A military judge presiding over the hearings of five detainees charged with plotting the September 11, 2001 terrorist attacks against the World Trade Centers and Pentagon, ordered the United States government on Thursday to stop censoring pre-trial hearings from outside the courtroom.
Proceedings at Guantanamo are heard in the pressroom, and in an adjacent room where human rights groups and families of the terror victims sit. There is a 40 second delay between the courtroom and outside rooms in order to enable a security officer sitting next to the judge to block anything deemed classified.
It was revealed this week, however, that there was an additional censor sitting outside the courtroom who also had the ability to cut the feed without the judge's input.
Judge James Pohl said the government must "disconnect the outside feed or ability to suspend the broadcast" from outside his court, AFP reported.

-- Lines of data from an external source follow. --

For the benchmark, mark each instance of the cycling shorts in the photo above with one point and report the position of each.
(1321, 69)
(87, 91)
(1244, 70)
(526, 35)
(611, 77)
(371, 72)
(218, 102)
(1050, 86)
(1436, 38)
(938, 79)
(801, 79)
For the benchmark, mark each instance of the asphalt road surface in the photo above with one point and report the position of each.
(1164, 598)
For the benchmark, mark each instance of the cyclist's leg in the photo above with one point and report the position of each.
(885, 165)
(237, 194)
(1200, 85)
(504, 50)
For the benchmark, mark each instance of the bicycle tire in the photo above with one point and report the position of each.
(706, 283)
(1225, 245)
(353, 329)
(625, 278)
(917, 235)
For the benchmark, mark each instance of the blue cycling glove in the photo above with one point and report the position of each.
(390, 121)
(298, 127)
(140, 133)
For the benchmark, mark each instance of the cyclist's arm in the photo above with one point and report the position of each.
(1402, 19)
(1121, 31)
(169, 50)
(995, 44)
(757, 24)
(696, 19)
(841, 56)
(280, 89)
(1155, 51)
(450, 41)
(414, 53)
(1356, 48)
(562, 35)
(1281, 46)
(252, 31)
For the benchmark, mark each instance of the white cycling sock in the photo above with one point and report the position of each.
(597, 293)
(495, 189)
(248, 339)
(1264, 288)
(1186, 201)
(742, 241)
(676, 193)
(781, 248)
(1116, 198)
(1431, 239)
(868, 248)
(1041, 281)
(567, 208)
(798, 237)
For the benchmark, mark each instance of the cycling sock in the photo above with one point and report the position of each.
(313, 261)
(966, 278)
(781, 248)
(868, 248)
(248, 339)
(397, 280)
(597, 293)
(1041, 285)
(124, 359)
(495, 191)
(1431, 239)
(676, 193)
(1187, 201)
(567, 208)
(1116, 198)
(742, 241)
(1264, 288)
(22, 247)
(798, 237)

The ruling connotes that classified information could still be blocked, but only by order of the judge and not from outside the courtroom.
The issue was highlighted when part of the proceedings was censored on Monday and replaced with white noise after 9/11 mastermind Khalid Sheik Mohammed’s attorney David Nevin said the word “secret.”
It was revealed, however, that the information was not blocked by anyone inside the courtroom, but rather from outside, without the judge’s knowledge.
Pohl noted his anger and dismay that the censoring mechanism was activated from outside the court, saying that "the judge and only the judge" can decide what happens inside the courtroom.
According to reports, it was not immediately clear if the judge would order the prosecution to present a witness to swear that outside censors had been unplugged.